Kitz Forum

Chat => Tech Chat => Topic started by: Weaver on November 09, 2018, 05:04:50 AM

Title: Compressors - versioning
Post by: Weaver on November 09, 2018, 05:04:50 AM
Let’s say that you create a large archive file that contains several versions of some source code. Each of the versions is nearly identical, just a few bytes have changed between the versions. The archive just contains the while lot, concatenated together and then compressed a lot. Now a version control systems that I once used would difference the source files and just store reverse deltas so the latest version would be stored in full, for very quick retrieval and instead of storing older versions the system would merely store reverse deltas, generated by computing reverse edit operations which need to be applied to the latest version to get back from each later version to the one before it, so the time to retrieve an old version increases linearly, costing  k * ( v_latest - v_requested ) + k0.

I wondered though, is there a good compressor around that is not ‘vcs-award’ but just accidentally happens to do a very good job if large parts of the archive are identical to other parts?
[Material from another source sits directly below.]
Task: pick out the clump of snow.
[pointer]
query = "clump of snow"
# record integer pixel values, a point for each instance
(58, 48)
So it just happens to give huge compression in the case where you are storing multiple versions.
Title: Re: Compressors - versioning
Post by: adrianw on November 10, 2018, 01:55:10 PM
xz with a LOT of memory may do the job for you.
Title: Re: Compressors - versioning
Post by: CarlT on November 10, 2018, 03:58:10 PM
Any that are any good as that's basically how they work?
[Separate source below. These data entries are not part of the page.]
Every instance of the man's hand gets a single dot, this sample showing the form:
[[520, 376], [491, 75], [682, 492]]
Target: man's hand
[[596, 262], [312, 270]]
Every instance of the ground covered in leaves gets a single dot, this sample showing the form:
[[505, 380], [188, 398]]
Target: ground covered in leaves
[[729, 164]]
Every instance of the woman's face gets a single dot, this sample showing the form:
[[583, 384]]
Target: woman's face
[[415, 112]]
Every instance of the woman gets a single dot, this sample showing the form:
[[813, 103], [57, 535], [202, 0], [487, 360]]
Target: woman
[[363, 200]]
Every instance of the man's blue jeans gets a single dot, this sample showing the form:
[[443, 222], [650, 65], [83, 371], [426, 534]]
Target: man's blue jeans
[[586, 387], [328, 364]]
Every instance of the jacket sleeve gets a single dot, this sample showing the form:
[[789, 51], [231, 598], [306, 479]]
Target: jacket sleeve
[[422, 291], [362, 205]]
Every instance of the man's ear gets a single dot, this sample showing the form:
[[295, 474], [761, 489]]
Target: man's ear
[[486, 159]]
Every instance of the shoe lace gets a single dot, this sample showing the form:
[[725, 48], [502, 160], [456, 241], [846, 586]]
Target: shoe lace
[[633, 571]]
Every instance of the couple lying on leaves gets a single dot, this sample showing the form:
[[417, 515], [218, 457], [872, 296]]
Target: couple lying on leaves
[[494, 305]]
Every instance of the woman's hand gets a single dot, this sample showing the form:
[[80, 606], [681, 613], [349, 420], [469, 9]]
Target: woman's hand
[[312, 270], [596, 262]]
They find as large a block of unique data as they can find and where it's duplicated represent the duplicated block with a pointer to the original.

They aren't as good as dedicated deduplication solutions but should do a fair job of reducing redundancy. LZ etc work in this way.
Title: Re: Compressors - versioning
Post by: Weaver on November 10, 2018, 07:56:52 PM
‘As that’s basically how they work’ - agreed, but my caution was due to a concern with a possible limitation if the size of the range over which a compressor looks, how far back it can go. Very large buffers are needed, which might rule out some. I expected some to be very effective, others less so because this is not the kind of situation they expect to have to handle. And certainly not all compressors work as L2, like back-pointer compression. Huffman compressors for example.

[Moderated edited, typo correction . . . s/nit/not/]
Title: Re: Compressors - versioning
Post by: CarlT on November 10, 2018, 11:13:47 PM
That's the same limitation with everything. Sooner or later you run out of resources to remember what you've already seen and store changes only.

Bit of an apples and oranges thing here. Compression is intended for a single pass or with a limited buffer to transmute compression of a stream. What you're talking about is a completely different thing, storing a baseline data set and then writing changes only.

Can get some mileage from doing both: running a deduplication algorithm then running legacy compression on the data that can't be deduplicated and the pointers.

What you're talking about, though, is basically what LZ etc already kinda do. No single run compression can write deltas for obvious reasons. Deduplication is the best they can do and, combined with LZ or similar, it produces about the best results.

This is the kind of format used in various storage arrays. Storing the deltas then, when transferring data to a DR array, possibly running further compression on the streams. WAN optimisation kit also does similar, deduplicating data streams in real time, replacing their store of data to deduplicate against in LRU fashion, and using stream compression to reduce data that cannot be deduplicated as it's first pass and remote side needs it, alongside LZ on the output after deduplication.
Title: Re: Compressors - versioning
Post by: Weaver on November 10, 2018, 11:58:56 PM
Combining two method makes a lot of sense - small scale and larger scale.